Moving at the Speed of Creativity by Wesley Fryer

When we blog, we create the web

Great quotation tonight from Canadian professor David Humphrey:

…let it be said that if you don’t blog it, it’s not happening. For the web to know about your work, you have to tell it… the web isn’t something you use or something you read; it’s something you create. You become a part of it by deciding to do so, and when you do, no one will argue with you about whether you belong.

Via Ryan Paul’s article for Ars Technica, “Academic source code dust-up symptom of CS education ills.” The referenced case of a San Jose State University student who won his case to be able to post his computer science code online, contravening the threat of his professor to be given a failing grade for doing so, is worth further investigation both via Ryan’s article and Cory Doctorow’s Boing Boing post, “Student challenges prof, wins right to post source code he wrote for course.” Cory makes a strong case for not only students blogging but also creating online portfolios of work, writing:

The most important lesson from it for me is that students want to produce meaningful output from their course-assignments, things that have intrinsic value apart from their usefulness for assessing their progress in the course.
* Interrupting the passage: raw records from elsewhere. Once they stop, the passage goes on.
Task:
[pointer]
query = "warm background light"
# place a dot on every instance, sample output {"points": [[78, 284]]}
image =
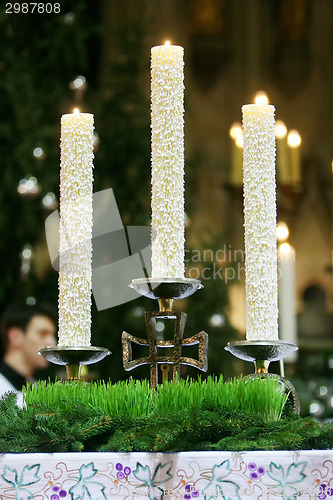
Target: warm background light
{"points": [[280, 129], [294, 139], [282, 231], [239, 141], [285, 248], [236, 130]]}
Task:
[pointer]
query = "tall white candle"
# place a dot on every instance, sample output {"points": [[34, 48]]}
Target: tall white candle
{"points": [[287, 297], [167, 158], [76, 180], [260, 222]]}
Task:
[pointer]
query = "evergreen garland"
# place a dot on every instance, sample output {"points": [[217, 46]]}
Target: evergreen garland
{"points": [[200, 422]]}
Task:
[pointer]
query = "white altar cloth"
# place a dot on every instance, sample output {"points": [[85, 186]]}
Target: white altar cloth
{"points": [[271, 475]]}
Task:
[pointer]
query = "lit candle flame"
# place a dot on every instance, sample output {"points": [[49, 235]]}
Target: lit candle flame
{"points": [[261, 97]]}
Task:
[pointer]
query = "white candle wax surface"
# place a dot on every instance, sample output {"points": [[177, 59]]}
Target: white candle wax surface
{"points": [[167, 160], [260, 222], [75, 229]]}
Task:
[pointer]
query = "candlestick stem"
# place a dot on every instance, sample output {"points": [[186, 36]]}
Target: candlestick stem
{"points": [[73, 371], [165, 304], [261, 365]]}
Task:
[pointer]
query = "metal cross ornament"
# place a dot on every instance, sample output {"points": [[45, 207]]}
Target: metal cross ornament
{"points": [[176, 344]]}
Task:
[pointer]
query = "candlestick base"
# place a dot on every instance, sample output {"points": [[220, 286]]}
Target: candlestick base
{"points": [[73, 357], [165, 290], [262, 352]]}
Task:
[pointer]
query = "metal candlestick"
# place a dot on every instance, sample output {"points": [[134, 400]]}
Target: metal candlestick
{"points": [[165, 291], [73, 357], [262, 352]]}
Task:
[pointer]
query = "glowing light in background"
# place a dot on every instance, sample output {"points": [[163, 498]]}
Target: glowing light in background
{"points": [[294, 139], [78, 83], [38, 153], [217, 320], [236, 130], [49, 201], [280, 129], [28, 186], [282, 231]]}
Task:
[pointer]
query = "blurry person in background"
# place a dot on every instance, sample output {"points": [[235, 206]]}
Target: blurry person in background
{"points": [[24, 330]]}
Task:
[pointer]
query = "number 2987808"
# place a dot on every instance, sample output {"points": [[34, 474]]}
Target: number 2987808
{"points": [[33, 8]]}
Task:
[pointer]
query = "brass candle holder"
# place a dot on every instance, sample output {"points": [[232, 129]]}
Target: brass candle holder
{"points": [[262, 352], [73, 357], [165, 291]]}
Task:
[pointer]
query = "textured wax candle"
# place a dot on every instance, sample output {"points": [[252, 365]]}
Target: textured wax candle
{"points": [[260, 222], [75, 229], [167, 143]]}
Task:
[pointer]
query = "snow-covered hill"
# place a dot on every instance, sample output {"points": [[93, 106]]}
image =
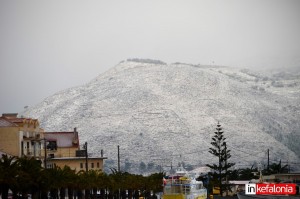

Profs — including me, at times — fall into the lazy trap of wanting to assign rotework that can be endlessly recycled as work for new students, a model that fails when the students treat their work as useful in and of itself and therefore worthy of making public for their peers and other interested parties who find them through search results, links, etc.

In a different context, again we see the case for non-traditional assignments, tasks which require real engagement, and potentially a new litmus test for the value of a course project: If a student posts the project result to his/her blog, will the post add value to the googlable “digital sum of human knowledge” represented by the Internet? If so, what is the value add? If there isn’t a value add, could an alternative assignment be conceived which could have this “value add?”